Los proyectos intermodales —aquellos que integran distintos modos de transporte como carretero, ferroviario, marítimo, fluvial y aéreo— se han convertido en un eje estratégico para mejorar la conectividad y la competitividad logística en América Latina. En una región caracterizada por grandes distancias, geografía compleja y mercados fragmentados, la articulación eficiente entre estos modos permite reducir costos, tiempos y riesgos en las cadenas de suministro, facilitando el comercio tanto intrarregional como global.

En este contexto, la intermodalidad adquiere relevancia porque permite construir redes logísticas integradas que conectan nodos clave como puertos, aeropuertos, plataformas logísticas y pasos fronterizos. Según la CEPAL, estas redes conforman sistemas donde se combinan infraestructura y servicios que van desde el transporte físico hasta procesos de valor agregado, consolidación y distribución de carga. Esta integración resulta esencial para optimizar el flujo de bienes a lo largo de toda la cadena logística, desde el origen hasta el destino final.

Asimismo, publicó Infobae, la evidencia muestra que una logística intermodal eficiente es un factor determinante para la competitividad económica.
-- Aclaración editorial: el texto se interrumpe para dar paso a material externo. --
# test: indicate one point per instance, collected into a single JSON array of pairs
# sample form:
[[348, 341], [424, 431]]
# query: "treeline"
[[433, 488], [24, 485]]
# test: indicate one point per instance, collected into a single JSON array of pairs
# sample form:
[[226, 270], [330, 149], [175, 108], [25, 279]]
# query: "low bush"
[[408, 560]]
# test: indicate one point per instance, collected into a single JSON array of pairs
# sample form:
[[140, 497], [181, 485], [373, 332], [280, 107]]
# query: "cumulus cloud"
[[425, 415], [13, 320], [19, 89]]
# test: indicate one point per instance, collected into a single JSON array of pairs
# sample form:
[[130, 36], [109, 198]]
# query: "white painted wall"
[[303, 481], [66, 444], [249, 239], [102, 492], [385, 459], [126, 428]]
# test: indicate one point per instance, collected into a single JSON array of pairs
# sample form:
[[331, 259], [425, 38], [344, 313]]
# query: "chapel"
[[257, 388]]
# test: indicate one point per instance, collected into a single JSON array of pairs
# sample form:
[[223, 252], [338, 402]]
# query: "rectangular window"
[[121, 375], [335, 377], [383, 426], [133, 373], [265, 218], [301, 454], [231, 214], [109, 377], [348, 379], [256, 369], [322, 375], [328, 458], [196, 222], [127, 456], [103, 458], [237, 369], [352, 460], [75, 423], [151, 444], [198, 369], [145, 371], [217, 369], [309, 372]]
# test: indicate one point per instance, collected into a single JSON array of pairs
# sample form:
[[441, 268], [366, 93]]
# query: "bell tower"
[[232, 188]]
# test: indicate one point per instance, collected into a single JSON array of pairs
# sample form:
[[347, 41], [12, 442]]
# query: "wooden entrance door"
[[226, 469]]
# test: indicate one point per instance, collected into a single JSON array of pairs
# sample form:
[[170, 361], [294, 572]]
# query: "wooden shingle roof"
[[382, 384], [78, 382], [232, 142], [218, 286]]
La región enfrenta costos logísticos elevados —entre el 14% y el 18% del valor del producto— debido, entre otros factores, a la baja interconexión entre modos de transporte y la dependencia excesiva del transporte carretero. En este escenario, los proyectos intermodales permiten diversificar opciones de transporte, mejorar la eficiencia operativa y reducir estas brechas frente a economías más desarrolladas.

Desde una perspectiva de integración regional, los sistemas intermodales también facilitan la creación de corredores logísticos y bioceánicos que conectan países y mercados. Organismos como el BID destacan que la modernización de la infraestructura y la articulación logística son claves para reducir la fragmentación de los mercados latinoamericanos, fortalecer las cadenas de valor y atraer inversión extranjera. De este modo, la intermodalidad no solo mejora la conectividad física, sino también la integración económica y productiva de la región.

Otro aspecto relevante es su contribución a la sostenibilidad y resiliencia del sistema logístico. La combinación de modos de transporte más eficientes, como el ferroviario o fluvial, puede reducir emisiones, descongestionar carreteras y mejorar la eficiencia energética. Además, una red intermodal bien diseñada permite mayor flexibilidad ante disrupciones, como eventos climáticos o crisis en cadenas de suministro, fortaleciendo la resiliencia de las economías latinoamericanas.

En síntesis, los proyectos intermodales son fundamentales para transformar la logística en América Latina, al mejorar la conectividad territorial, reducir costos y potenciar la competitividad internacional. Tal como señala la CEPAL, sin una adecuada interconexión de redes de infraestructura y servicios no es posible desarrollar cadenas de valor ni avanzar en la integración productiva. Por ello, avanzar en políticas públicas, inversión y coordinación regional en torno a la intermodalidad será clave para el desarrollo económico sostenible de la región.